An integrated EU energy market is the most cost-effective way to ensure secure, sustainable and affordable energy supplies to EU citizens, says the European Commission. Following the recent energy crisis which hit the security of supply and brought record-high electricity and gas prices, EU Member States called on the Commission to work on the structural reform of the electricity market design (EMD), with the dual objective of strengthening European energy sovereignty and achieving climate neutrality.
We spoke with the Vice President of the Hungarian Energy and Public Utility Regulatory Authority (MEKH) and Vice-Chairman of the Energy Regulators Regional Association (ERRA) Pál Ságvári, about what is still missing in the proposal, the main challenges to still overcome and the position of MEKH in particular.
“What is particularly challenging in the context of the 2050 goals,” he begins, “is that on the one hand there’s a strong focus on the deployment of renewables but on the other hand, we have less and less balancing capacity to face the emerging challenges posed by intermittent power generation and to ensure the security of supply at all times.”

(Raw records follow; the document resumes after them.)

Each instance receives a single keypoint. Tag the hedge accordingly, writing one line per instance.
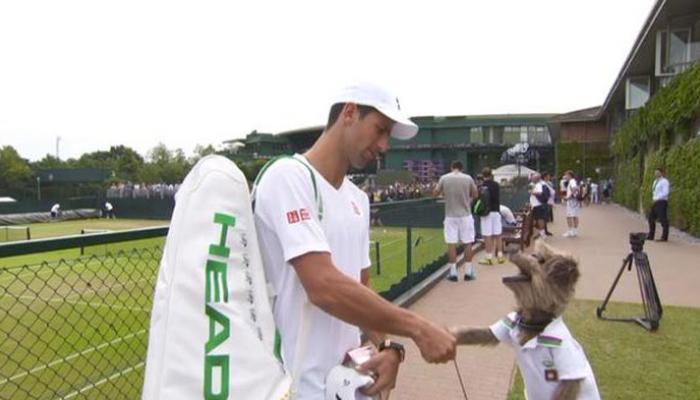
(671, 110)
(597, 155)
(646, 142)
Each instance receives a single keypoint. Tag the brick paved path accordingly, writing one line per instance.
(602, 245)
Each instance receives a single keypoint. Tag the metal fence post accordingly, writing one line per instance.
(408, 250)
(379, 258)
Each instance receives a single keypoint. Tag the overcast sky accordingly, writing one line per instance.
(100, 73)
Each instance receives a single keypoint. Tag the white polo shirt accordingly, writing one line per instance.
(536, 190)
(552, 356)
(286, 218)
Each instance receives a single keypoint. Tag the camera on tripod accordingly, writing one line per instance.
(637, 241)
(650, 295)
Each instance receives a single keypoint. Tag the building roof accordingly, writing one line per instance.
(584, 115)
(642, 55)
(310, 129)
(459, 121)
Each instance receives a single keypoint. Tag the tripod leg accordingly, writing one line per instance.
(650, 296)
(626, 263)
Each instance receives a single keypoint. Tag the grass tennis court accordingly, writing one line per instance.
(77, 326)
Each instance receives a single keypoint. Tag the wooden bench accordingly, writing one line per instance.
(521, 232)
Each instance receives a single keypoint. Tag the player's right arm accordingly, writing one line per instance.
(349, 300)
(437, 192)
(285, 203)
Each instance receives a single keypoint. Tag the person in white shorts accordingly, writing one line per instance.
(313, 229)
(458, 190)
(573, 205)
(491, 228)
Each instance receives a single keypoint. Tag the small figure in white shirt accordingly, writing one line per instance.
(553, 364)
(660, 190)
(55, 211)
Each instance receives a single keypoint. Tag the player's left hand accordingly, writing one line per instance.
(383, 366)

He explains that “in the last decade in Europe, the support schemes were clearly aimed at the spread of renewables. However, due to the lack of appropriate market signals, new power plants using other more conventional technologies were not built in sufficient numbers and a structural short situation gradually developed in the electricity market, for example, the supply began to be scarce both in terms of resource adequacy and system flexibility.”

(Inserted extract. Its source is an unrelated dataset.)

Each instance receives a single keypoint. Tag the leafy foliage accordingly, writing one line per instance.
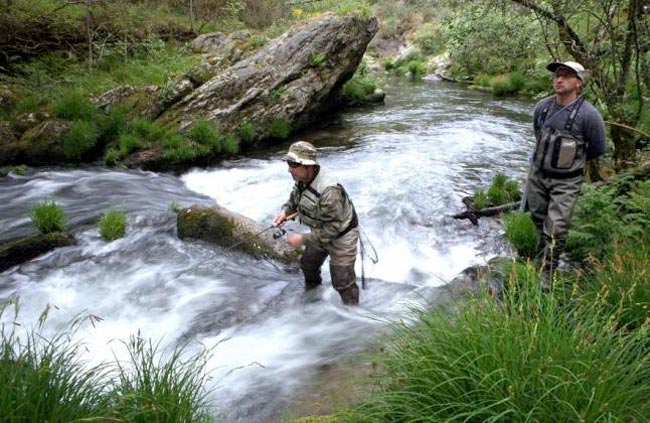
(47, 216)
(79, 140)
(112, 225)
(521, 232)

“In Hungary, in recent years, renewables, especially solar PVs started to be integrated into the system at an accelerated pace. However, the dynamic PV boom was not accompanied by the development of flexible capacities capable of ensuring the system balance”.
“When the crisis hit the electricity market in Europe, it became evident to everyone how exposed the electricity sector was to the gas market,” he continues. “In this unprecedented energy market turmoil, European leaders urged a radical modification of the existing electricity market model, in which many expressed a desire to separate the pricing of electricity from that of gas. However, the EMD proposal, which is still on the table for the final touches, can be seen as a fine-tuning rather than a radical transformation: the legislative package identifies the relevant problems, but the range of answers is not comprehensive”.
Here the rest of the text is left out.